The attacker behind the Verus-Ethereum bridge exploit has returned 4,052 Ether, worth approximately $8.5 million, to the project's team wallet, according to blockchain security firm PeckShield. The exploit drained the bridge on May 18 through forged cross-chain transfer requests that bypassed validation mechanisms, resulting in $11.58 million in total stolen funds. The attacker retained 1,350 ETH, roughly $2.8 million, as a negotiated bounty reward under a deal proposed by the Verus team with a 24-hour deadline and pledge to halt legal action upon compliance.
How The Exploit and Recovery Unfolded
Blockaid's exploit detection system flagged the ongoing drain at $11.58 million, and on-chain analyst Lookonchain confirmed the attacker had converted all stolen assets into 5,402 ETH. Verus offered the 1,350 ETH bounty with a 24-hour deadline, pledging to halt legal action if the exploiter complied. The attacker honored the terms, transferring the specified amount to address 0xF9AB…C1A74.
PeckShield confirmed on X: "The @veruscoin Bridge exploiter has returned 4,052.4 $ETH (~$8.5M) to the team address: 0xF9AB…C1A74. The returned funds represent 75% of the stolen total, leaving a 25% bounty (1,350 $ETH, ~$2.8M) in the exploiter's wallet."
Bounty Negotiations Gain Traction in DeFi
The recovery illustrates a growing pattern in DeFi security: direct negotiation between protocols and exploiters as an alternative to traditional enforcement. Verus clarified that voluntary fund repatriation does not preclude future judicial or regulatory intervention, a legal distinction that previous bounty deals have also emphasized.

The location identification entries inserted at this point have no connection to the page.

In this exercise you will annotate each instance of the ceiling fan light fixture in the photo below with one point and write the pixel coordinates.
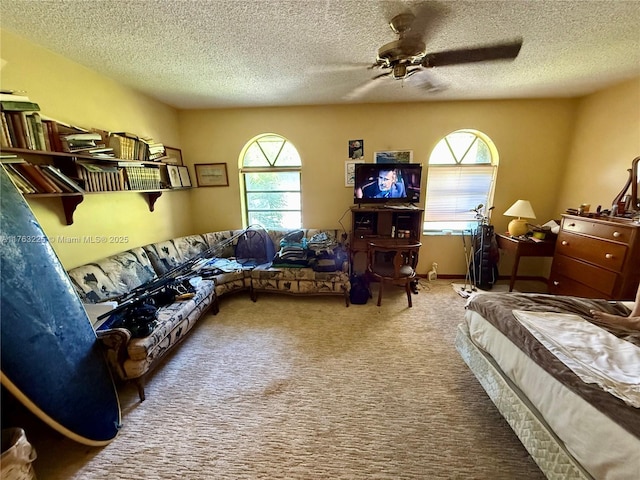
(399, 71)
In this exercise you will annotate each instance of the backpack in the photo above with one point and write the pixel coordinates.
(254, 247)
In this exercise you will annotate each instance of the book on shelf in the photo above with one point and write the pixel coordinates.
(62, 179)
(143, 177)
(5, 135)
(54, 134)
(18, 180)
(11, 158)
(19, 106)
(6, 95)
(37, 178)
(101, 178)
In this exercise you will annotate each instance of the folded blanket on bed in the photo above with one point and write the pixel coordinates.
(592, 353)
(498, 310)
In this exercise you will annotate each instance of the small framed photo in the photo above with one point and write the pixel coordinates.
(356, 149)
(174, 176)
(172, 156)
(394, 156)
(350, 172)
(184, 176)
(211, 174)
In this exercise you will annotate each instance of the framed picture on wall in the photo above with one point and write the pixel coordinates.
(211, 174)
(184, 176)
(350, 172)
(172, 156)
(174, 176)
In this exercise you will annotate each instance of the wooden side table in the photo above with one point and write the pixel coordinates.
(524, 248)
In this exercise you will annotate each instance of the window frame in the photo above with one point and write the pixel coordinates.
(271, 166)
(466, 220)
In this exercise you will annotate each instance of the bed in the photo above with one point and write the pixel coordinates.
(573, 425)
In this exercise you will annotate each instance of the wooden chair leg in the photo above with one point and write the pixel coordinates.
(140, 384)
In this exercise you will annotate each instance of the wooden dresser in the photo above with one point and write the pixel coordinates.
(596, 258)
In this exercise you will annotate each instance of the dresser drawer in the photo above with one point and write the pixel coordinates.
(560, 285)
(617, 233)
(606, 254)
(584, 273)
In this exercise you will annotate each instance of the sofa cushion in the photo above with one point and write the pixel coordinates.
(168, 318)
(113, 276)
(223, 243)
(169, 254)
(299, 280)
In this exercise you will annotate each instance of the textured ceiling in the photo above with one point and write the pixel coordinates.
(241, 53)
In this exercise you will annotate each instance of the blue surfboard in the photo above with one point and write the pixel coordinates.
(51, 359)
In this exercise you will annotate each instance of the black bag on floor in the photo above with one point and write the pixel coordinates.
(360, 292)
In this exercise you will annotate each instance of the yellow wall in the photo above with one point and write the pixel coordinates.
(74, 94)
(606, 140)
(555, 152)
(532, 137)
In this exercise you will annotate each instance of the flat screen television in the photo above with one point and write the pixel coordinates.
(387, 183)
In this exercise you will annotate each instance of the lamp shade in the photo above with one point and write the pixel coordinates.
(522, 208)
(518, 226)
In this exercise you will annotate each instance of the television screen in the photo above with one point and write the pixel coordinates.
(387, 183)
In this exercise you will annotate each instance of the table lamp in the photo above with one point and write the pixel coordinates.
(521, 209)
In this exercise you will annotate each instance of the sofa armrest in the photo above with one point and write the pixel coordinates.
(115, 341)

Bridge-related exploits have remained a persistent threat. PeckShield data shows eight major bridge exploits in 2026, totaling $328.6 million in cumulative losses. The Verus incident adds to a growing list of bridge compromises that includes THORChain's $10 million hack this month and April's $290 million rsETH breach.
Bridge Losses Drop Sharply in May
DeFi hacks surged to a cumulative $634 million in April, dominated by the $280 million Drift Protocol exploit and the $293 million Kelp exploit. May losses have fallen sharply to roughly $38 million so far, according to DefiLlama. Cross-chain bridge attacks account for approximately $3.22 billion of the over $16.5 billion in total historical crypto losses tracked by the platform.
Broader Security Concerns Persist
Security researchers continue to argue that cross-chain verification mechanisms remain the weakest link in interoperability infrastructure. The Verus team had previously promoted a Solana developer bounty on social media, contrasting its approach with "bridges that get hacked."
What's Next
Verus has not yet published a formal post-mortem on the exploit. The project's bridge remains suspended while the team audits the underlying verification logic. A timeline for resumption has not been disclosed.